Reference
Reeh, N. 1999. Mass balance of the Greenland ice sheet: Can modern observation methods reduce the uncertainty? Geografiska Annaler 81A: 735-742.
What was done
The author reviews what is known about the mass balance of the Greenland and Antarctic ice sheets, as well as prospects for resolving remaining uncertainties with the most modern observation methods, using the Greenland ice sheet as an example.
What was learned
The future contribution of the Greenland and Antarctic ice sheets to global sea level depends upon the past climate and dynamic histories of the ice sheets as much as it does upon future climate. With respect to potential climate change, there is a broad consensus that a 1°C climatic warming would create but little net change in mean global sea level; for Greenland's contribution would be a sea level rise on the order of 0.30 to 0.77 millimeters per year, while Antarctica's contribution would be a fall on the order of 0.20 to 0.70 millimeters per year. With respect to the impact of past climate change and the ice sheets' consequent dynamic histories, "we do not know," the author says, "whether the ice sheets are currently in balance; neither do we know if their volume or mass has increased or decreased during the last 100 years."
What it means
Each time an iceberg the size of a small state breaks loose from one of the polar ice sheets, we are bombarded by prophecies of impending doom and calls for the crucifixion of people who deal in fossil fuels.
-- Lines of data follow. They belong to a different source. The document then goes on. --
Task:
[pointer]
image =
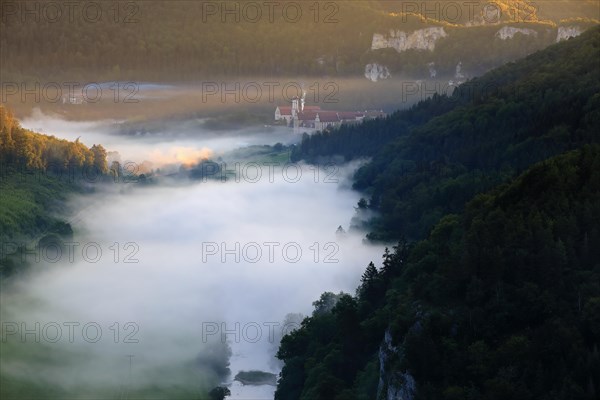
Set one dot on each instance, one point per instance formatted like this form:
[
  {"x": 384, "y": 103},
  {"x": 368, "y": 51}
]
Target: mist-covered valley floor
[{"x": 172, "y": 287}]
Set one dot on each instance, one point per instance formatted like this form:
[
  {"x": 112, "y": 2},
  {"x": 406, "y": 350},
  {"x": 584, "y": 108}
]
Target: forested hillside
[
  {"x": 444, "y": 150},
  {"x": 192, "y": 40},
  {"x": 493, "y": 291},
  {"x": 500, "y": 302},
  {"x": 37, "y": 172}
]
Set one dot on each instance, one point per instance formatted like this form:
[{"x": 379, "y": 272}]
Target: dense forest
[
  {"x": 159, "y": 40},
  {"x": 444, "y": 150},
  {"x": 493, "y": 291},
  {"x": 499, "y": 302},
  {"x": 37, "y": 172}
]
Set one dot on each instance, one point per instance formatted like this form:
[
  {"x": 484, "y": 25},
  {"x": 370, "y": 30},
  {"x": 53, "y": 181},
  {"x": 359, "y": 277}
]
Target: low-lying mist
[{"x": 161, "y": 280}]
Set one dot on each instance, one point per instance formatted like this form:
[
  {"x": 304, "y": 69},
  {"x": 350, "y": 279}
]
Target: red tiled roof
[
  {"x": 285, "y": 110},
  {"x": 307, "y": 116},
  {"x": 328, "y": 116},
  {"x": 350, "y": 114}
]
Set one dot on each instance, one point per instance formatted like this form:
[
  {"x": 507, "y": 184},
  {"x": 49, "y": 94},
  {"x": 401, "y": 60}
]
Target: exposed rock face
[
  {"x": 565, "y": 32},
  {"x": 422, "y": 39},
  {"x": 508, "y": 32},
  {"x": 376, "y": 72},
  {"x": 393, "y": 385}
]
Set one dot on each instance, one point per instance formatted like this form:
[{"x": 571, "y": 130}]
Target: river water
[{"x": 160, "y": 279}]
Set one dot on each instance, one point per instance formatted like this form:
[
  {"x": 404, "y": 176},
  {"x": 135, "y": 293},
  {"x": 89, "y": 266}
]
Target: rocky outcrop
[
  {"x": 393, "y": 385},
  {"x": 375, "y": 72},
  {"x": 422, "y": 39},
  {"x": 508, "y": 32},
  {"x": 566, "y": 32}
]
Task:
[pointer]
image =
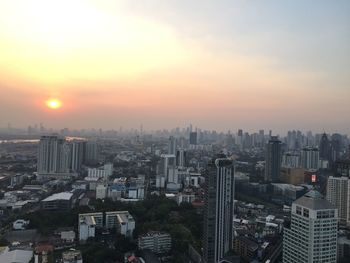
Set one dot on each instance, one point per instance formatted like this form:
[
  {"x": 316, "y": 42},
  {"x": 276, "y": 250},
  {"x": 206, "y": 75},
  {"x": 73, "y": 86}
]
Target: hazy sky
[{"x": 216, "y": 64}]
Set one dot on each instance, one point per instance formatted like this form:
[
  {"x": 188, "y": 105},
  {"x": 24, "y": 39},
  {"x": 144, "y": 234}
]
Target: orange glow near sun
[{"x": 53, "y": 104}]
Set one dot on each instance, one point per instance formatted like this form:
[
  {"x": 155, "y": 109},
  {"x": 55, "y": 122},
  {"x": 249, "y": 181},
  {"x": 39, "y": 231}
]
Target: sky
[{"x": 220, "y": 65}]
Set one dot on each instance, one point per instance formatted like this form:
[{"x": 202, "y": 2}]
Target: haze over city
[{"x": 232, "y": 64}]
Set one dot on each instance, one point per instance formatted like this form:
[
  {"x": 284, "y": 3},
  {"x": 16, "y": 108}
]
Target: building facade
[
  {"x": 219, "y": 210},
  {"x": 338, "y": 193},
  {"x": 273, "y": 160},
  {"x": 312, "y": 236}
]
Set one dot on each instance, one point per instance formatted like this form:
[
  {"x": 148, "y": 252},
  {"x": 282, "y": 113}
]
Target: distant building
[
  {"x": 325, "y": 148},
  {"x": 53, "y": 155},
  {"x": 291, "y": 160},
  {"x": 16, "y": 256},
  {"x": 20, "y": 224},
  {"x": 157, "y": 242},
  {"x": 273, "y": 160},
  {"x": 72, "y": 256},
  {"x": 77, "y": 155},
  {"x": 193, "y": 138},
  {"x": 310, "y": 158},
  {"x": 338, "y": 193},
  {"x": 101, "y": 191},
  {"x": 312, "y": 236},
  {"x": 246, "y": 248},
  {"x": 91, "y": 152},
  {"x": 122, "y": 221},
  {"x": 59, "y": 201},
  {"x": 292, "y": 175},
  {"x": 219, "y": 209}
]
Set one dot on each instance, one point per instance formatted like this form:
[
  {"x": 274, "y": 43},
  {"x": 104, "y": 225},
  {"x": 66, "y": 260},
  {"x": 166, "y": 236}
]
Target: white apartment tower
[
  {"x": 312, "y": 236},
  {"x": 53, "y": 155},
  {"x": 338, "y": 193}
]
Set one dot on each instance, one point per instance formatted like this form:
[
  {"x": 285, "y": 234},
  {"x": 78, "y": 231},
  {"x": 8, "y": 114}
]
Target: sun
[{"x": 53, "y": 104}]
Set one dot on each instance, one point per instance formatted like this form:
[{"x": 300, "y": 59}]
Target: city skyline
[{"x": 275, "y": 64}]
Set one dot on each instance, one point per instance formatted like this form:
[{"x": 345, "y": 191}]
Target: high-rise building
[
  {"x": 91, "y": 153},
  {"x": 338, "y": 193},
  {"x": 310, "y": 158},
  {"x": 172, "y": 145},
  {"x": 312, "y": 236},
  {"x": 219, "y": 209},
  {"x": 273, "y": 160},
  {"x": 324, "y": 147},
  {"x": 53, "y": 155},
  {"x": 193, "y": 138},
  {"x": 181, "y": 158},
  {"x": 77, "y": 155},
  {"x": 291, "y": 160},
  {"x": 172, "y": 149}
]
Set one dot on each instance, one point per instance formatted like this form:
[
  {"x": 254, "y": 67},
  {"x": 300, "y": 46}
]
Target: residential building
[
  {"x": 338, "y": 193},
  {"x": 273, "y": 160},
  {"x": 219, "y": 209},
  {"x": 312, "y": 236}
]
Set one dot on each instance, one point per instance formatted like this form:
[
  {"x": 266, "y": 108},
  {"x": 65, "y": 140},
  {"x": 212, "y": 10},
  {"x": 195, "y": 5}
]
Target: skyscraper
[
  {"x": 273, "y": 160},
  {"x": 324, "y": 147},
  {"x": 193, "y": 138},
  {"x": 310, "y": 158},
  {"x": 312, "y": 236},
  {"x": 53, "y": 155},
  {"x": 338, "y": 193},
  {"x": 219, "y": 209},
  {"x": 91, "y": 154},
  {"x": 77, "y": 155}
]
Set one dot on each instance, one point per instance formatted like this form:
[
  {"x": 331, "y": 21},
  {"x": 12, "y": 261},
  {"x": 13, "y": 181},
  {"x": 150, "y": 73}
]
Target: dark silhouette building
[
  {"x": 219, "y": 209},
  {"x": 273, "y": 159}
]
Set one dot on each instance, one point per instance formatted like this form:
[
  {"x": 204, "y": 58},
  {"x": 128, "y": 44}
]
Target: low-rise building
[
  {"x": 59, "y": 201},
  {"x": 72, "y": 256},
  {"x": 157, "y": 242},
  {"x": 122, "y": 221}
]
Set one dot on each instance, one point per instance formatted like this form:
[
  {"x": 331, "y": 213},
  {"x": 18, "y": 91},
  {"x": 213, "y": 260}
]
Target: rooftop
[
  {"x": 59, "y": 196},
  {"x": 314, "y": 200}
]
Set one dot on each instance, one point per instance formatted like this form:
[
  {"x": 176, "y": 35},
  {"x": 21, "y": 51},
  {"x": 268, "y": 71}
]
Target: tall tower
[
  {"x": 312, "y": 236},
  {"x": 273, "y": 160},
  {"x": 324, "y": 147},
  {"x": 77, "y": 155},
  {"x": 338, "y": 193},
  {"x": 50, "y": 153},
  {"x": 310, "y": 158},
  {"x": 219, "y": 209}
]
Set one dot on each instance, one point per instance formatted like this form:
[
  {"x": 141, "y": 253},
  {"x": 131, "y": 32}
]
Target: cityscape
[
  {"x": 174, "y": 131},
  {"x": 180, "y": 195}
]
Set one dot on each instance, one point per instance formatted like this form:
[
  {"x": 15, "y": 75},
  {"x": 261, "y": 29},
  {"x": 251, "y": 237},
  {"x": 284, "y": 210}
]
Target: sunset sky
[{"x": 216, "y": 64}]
Do some people inherently know what the best measurements of the past and present cannot yet discern? As the author states, "the new techniques are not capable of directly yielding the long-term background trend of ice sheet mass balance, unless applied over a period of many decades." Hence, we do not know what is normal or abnormal in this regard; and trying to intimidate fossil fuel consumers every time a big ice cube is spotted floating in the ocean is truly unethical.